Évidemment, pour le mariage, on lui a fait un brushing. Ses cheveux sont retenus par des barrettes, et sa couronne de fleurs retient le voile qui traîne dans la poussière. Aimez-vous Nathalie en cet instant? L’aimerez-vous toujours? N’aimerez-vous jamais qu’elle? Hélas, vous n’avez pas lu Montaigne, et Nathalie n’est pas La Boétie. Pourtant, vous l’avez connue au lycée Montaigne, et elle travaille aujourd’hui rue de La Boétie. C’est avec elle que durant des nuits entières vous avez partagé vos doutes, vos émotions et vos espoirs, comme vous le ferez encore dans dix ou vingt ans, dans cinquante ans, lorsque enfin vieilles vous pourrez passer tout votre temps à discuter en buvant du thé, du porto, et en grignotant des petits gâteaux fourrés à la crème de noisette.

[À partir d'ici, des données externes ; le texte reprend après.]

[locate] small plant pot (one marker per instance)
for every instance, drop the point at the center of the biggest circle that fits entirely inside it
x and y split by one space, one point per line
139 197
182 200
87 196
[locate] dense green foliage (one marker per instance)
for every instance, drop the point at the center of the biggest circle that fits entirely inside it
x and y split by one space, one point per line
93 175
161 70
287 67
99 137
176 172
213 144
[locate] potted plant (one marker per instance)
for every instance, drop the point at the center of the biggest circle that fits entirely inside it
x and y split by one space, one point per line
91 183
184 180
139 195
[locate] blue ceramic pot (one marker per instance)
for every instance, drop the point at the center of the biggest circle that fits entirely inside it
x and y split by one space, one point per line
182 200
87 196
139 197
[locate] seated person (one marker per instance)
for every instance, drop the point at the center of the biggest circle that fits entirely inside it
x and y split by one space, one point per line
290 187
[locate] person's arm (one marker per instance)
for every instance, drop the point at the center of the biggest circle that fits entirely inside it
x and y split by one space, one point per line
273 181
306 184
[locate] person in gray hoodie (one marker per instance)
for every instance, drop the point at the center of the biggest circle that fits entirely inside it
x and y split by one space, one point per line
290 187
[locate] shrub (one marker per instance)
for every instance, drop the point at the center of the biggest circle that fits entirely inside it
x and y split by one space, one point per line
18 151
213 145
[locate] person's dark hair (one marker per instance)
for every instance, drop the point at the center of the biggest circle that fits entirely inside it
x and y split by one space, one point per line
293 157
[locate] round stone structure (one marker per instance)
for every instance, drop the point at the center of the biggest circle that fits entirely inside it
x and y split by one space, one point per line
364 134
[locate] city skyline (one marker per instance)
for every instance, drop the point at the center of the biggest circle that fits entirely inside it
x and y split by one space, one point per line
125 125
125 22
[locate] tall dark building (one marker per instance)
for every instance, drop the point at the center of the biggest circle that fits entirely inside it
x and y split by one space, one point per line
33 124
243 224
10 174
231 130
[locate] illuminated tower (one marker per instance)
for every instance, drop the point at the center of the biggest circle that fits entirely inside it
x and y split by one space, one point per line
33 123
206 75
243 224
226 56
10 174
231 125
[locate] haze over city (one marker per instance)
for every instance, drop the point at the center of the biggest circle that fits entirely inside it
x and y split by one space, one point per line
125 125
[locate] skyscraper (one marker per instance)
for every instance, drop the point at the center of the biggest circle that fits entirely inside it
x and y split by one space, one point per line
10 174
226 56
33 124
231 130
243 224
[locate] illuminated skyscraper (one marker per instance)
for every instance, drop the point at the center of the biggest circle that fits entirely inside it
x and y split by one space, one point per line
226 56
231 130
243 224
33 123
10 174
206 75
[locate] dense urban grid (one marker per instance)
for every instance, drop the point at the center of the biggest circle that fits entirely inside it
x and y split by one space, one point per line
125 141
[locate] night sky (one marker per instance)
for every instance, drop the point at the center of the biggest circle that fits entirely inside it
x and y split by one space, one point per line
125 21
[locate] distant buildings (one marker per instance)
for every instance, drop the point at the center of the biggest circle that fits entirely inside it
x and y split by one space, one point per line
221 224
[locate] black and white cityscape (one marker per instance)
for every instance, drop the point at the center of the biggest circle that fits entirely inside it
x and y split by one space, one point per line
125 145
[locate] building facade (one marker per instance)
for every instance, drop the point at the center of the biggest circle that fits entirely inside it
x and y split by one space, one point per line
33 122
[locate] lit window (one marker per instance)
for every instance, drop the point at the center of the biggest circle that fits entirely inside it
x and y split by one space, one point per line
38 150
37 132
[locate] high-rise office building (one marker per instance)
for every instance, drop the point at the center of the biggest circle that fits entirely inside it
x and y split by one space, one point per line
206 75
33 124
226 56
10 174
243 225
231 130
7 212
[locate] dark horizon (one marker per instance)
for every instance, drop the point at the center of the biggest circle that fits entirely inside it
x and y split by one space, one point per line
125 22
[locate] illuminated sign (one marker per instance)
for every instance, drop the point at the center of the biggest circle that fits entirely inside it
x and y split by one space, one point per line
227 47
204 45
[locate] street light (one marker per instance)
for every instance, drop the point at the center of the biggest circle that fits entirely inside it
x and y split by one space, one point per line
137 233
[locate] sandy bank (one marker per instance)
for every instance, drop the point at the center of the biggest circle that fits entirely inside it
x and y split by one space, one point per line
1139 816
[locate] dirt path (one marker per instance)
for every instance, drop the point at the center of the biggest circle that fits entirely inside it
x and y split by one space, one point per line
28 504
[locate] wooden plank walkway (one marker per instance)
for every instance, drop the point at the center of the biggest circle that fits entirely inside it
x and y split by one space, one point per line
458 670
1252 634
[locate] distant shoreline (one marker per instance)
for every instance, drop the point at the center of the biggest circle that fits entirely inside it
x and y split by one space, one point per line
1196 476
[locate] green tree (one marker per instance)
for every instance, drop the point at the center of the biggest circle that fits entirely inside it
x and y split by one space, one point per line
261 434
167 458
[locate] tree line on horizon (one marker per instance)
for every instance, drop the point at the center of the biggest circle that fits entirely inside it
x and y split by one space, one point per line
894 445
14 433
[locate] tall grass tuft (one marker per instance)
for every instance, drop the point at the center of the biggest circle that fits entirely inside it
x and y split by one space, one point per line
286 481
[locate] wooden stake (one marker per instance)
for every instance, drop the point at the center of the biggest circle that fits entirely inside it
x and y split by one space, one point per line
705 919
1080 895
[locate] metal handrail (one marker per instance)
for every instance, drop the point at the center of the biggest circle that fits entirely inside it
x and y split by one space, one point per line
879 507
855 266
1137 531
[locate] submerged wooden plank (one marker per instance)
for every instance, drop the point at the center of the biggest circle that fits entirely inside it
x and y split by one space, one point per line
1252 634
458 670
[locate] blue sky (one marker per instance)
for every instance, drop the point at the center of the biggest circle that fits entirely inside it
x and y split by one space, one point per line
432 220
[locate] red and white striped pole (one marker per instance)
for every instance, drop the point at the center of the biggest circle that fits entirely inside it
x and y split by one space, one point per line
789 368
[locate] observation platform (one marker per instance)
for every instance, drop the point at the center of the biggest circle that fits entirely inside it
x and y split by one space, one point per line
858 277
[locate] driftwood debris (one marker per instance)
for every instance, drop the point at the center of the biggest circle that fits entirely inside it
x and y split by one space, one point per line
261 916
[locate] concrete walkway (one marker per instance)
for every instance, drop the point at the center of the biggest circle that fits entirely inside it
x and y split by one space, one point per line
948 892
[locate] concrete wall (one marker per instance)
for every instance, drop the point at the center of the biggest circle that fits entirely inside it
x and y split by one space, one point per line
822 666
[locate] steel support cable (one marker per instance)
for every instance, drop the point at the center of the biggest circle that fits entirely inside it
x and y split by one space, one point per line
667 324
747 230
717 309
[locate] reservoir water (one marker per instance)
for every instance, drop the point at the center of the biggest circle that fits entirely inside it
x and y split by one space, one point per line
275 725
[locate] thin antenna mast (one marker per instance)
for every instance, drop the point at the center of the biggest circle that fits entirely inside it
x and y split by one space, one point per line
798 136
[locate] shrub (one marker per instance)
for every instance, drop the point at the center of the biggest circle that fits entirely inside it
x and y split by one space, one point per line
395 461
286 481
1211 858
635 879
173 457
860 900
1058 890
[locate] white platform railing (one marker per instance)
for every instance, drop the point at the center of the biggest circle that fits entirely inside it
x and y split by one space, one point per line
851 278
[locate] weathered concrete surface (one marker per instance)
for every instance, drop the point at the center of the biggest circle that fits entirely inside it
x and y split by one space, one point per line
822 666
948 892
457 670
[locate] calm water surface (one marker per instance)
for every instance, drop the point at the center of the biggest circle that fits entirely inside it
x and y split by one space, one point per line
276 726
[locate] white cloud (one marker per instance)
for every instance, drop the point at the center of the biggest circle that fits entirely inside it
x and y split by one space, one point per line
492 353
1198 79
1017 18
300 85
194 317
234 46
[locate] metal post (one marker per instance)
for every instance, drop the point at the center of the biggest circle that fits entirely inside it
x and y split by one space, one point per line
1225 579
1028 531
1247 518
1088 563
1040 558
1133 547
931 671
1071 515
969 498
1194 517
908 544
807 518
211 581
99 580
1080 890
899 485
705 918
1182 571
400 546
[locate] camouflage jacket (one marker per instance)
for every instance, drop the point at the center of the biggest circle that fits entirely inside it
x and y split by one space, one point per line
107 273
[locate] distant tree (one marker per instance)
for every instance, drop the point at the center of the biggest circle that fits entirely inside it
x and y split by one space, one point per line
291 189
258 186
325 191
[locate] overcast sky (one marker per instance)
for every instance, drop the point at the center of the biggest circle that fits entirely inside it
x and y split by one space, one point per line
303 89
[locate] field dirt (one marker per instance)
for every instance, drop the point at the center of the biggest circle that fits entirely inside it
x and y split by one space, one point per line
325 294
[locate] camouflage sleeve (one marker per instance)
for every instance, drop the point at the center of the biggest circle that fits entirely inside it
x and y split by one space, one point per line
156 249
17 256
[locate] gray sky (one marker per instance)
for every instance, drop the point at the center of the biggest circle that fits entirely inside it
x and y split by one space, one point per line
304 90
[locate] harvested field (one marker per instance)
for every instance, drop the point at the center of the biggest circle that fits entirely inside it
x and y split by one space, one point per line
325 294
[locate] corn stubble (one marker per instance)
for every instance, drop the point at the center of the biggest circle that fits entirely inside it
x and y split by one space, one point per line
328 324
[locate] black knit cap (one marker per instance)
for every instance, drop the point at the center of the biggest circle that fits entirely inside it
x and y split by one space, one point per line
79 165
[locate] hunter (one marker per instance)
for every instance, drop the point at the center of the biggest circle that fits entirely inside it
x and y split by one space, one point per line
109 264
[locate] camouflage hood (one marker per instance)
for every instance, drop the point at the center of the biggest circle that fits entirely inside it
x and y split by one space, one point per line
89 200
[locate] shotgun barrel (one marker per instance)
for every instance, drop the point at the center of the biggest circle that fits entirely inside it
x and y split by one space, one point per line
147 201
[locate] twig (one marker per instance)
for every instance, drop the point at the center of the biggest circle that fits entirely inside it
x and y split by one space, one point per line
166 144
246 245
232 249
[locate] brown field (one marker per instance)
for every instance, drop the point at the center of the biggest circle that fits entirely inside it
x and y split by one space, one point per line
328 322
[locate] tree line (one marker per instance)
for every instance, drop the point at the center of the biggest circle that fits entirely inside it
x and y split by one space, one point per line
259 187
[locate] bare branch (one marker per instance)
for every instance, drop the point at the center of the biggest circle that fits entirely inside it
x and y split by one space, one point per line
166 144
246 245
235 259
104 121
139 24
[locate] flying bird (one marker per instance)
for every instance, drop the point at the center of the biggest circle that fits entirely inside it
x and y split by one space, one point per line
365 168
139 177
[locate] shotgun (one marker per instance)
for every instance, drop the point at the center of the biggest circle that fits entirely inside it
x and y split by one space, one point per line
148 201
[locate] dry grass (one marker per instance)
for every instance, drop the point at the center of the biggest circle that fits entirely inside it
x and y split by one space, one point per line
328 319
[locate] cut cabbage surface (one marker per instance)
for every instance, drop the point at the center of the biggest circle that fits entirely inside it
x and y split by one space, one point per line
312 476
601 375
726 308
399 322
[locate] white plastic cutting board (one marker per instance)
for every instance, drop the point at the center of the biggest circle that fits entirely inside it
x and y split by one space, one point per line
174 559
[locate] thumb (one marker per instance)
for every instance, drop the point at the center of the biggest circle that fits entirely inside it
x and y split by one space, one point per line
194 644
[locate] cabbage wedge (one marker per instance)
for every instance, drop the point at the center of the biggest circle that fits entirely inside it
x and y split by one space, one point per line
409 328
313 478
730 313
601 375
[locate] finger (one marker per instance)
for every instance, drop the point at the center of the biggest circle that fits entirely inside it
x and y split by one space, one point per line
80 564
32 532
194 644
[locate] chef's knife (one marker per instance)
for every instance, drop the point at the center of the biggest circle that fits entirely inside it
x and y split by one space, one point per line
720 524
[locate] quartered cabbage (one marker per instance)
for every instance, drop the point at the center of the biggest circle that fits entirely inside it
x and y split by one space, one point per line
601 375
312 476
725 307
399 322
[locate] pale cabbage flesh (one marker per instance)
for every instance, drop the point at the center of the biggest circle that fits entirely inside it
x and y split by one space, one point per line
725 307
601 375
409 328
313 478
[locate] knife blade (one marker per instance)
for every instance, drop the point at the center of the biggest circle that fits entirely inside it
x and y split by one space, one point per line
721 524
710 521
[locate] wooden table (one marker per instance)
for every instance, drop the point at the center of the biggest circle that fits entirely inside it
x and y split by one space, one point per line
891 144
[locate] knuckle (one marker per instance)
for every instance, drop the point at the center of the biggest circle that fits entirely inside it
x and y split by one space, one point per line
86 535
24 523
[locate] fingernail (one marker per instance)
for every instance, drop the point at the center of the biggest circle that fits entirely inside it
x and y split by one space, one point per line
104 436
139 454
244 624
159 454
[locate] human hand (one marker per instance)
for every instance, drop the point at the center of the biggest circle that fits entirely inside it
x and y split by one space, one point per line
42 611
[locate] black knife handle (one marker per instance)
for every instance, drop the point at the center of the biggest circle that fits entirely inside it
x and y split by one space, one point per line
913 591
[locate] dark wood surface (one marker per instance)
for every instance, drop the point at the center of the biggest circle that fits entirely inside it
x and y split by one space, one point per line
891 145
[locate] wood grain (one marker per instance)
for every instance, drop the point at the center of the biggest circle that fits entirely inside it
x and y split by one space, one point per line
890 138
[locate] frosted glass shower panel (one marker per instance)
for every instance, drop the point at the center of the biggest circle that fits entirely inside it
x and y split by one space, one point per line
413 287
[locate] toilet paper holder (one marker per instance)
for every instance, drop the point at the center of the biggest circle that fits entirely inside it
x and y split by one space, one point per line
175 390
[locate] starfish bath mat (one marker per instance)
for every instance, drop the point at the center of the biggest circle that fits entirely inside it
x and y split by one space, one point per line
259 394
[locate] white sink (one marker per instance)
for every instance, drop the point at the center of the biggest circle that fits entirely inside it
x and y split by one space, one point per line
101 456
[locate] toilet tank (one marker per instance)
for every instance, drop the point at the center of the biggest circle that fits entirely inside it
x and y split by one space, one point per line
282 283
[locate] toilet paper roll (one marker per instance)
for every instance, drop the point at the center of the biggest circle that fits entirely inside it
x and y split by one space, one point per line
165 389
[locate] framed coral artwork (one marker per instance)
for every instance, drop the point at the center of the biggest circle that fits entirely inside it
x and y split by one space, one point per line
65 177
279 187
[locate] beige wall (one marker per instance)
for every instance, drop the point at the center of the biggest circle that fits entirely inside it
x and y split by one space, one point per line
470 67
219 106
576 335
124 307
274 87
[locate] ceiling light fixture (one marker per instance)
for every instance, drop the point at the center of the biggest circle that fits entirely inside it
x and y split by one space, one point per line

Vous pleurez en la regardant, parce qu’elle est belle, parce qu’elle est douce, parce que tant de bons moments vous unissent, depuis toutes ces années, même si son mariage vous désespère. Vous pleurez parce qu’elle aime, et que vous n’aimez pas. Vous pleurez sur vous-même comme tous les autruistes, ricanante et empruntée dans cette robe qui met vos genoux cagneux en valeur et votre poitrine à la torture. Vous pleurez parce qu’elle est devenue une femme, et que vous n’êtes même pas sûre d’appartenir à la race humaine. Vous pleurez parce que vous avez une amie, une au moins; vous l’aimeriez pour l’éternité si seulement l’éternité n’était pas destinée à prendre fin avec vous.

Vous l’aimez maintenant. Vous l’aimerez toujours. Sans vouloir vous vexer: il était temps.